You’re not getting away
!!
He screamed it inside his head.
Without a moment’s hesitation, Elliot dove in, too. His uniform coat and trousers were covered with leaves. He cut the back of his hand on some sharp weeds. Blood beaded up. He didn’t have the time or energy to feel the pain. He lost sight of
the white cat in the grass several times, but he found it again through sheer grit and tenacity, and he kept chasing it.
“Wa–Wait, you…!”
He started coughing before he was able to get the “little” out.
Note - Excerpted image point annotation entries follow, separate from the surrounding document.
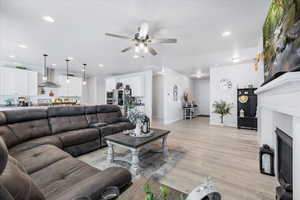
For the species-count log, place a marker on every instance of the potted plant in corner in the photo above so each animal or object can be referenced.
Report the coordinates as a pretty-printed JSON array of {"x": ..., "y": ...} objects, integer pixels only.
[
  {"x": 136, "y": 117},
  {"x": 222, "y": 108}
]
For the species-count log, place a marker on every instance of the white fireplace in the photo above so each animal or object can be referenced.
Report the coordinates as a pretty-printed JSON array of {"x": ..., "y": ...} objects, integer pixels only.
[{"x": 279, "y": 107}]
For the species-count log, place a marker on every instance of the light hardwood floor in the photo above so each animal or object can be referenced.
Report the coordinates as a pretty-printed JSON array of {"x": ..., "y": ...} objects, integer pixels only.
[{"x": 228, "y": 155}]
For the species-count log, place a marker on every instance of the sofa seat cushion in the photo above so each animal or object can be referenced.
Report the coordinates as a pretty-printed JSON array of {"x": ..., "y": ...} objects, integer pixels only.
[
  {"x": 18, "y": 184},
  {"x": 98, "y": 125},
  {"x": 121, "y": 126},
  {"x": 88, "y": 186},
  {"x": 80, "y": 136},
  {"x": 14, "y": 182},
  {"x": 77, "y": 150},
  {"x": 67, "y": 123},
  {"x": 53, "y": 140},
  {"x": 62, "y": 175},
  {"x": 40, "y": 157},
  {"x": 29, "y": 130},
  {"x": 106, "y": 130}
]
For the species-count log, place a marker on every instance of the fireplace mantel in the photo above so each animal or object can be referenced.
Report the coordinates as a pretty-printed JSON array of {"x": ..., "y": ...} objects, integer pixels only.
[
  {"x": 279, "y": 107},
  {"x": 282, "y": 94}
]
In contrast to the desperate, frantic Elliot, the white cat ran as lightly as if it were dancing, and it seemed to be enjoying itself.
It might have felt as if it was in the middle of a fun game of tag.
With a terrific leap, the white cat burst from the bushes. Elliot barreled straight ahead as well, running out of the bushes, and there—
He was in that back garden. Small flower beds, a shadowed space. It seemed deserted.
“…………!?”
He hadn’t been far behind the white cat, but he didn’t see it. Gasping for breath, Elliot hunted doggedly for the white cat, radiating a frenzied aura.
“Oh, Elliot-kun—”
A voice spoke behind him. Ada Vessalius’s voice.
Elliot turned; his gaze was sharp enough to cut. “Ahn?” Ada looked as if she’d just reached the back garden herself. Seeing Elliot suddenly plunge out of the bushes had obviously startled her. The sight of Elliot—out of breath, shoulders heaving—seemed to bewilder her.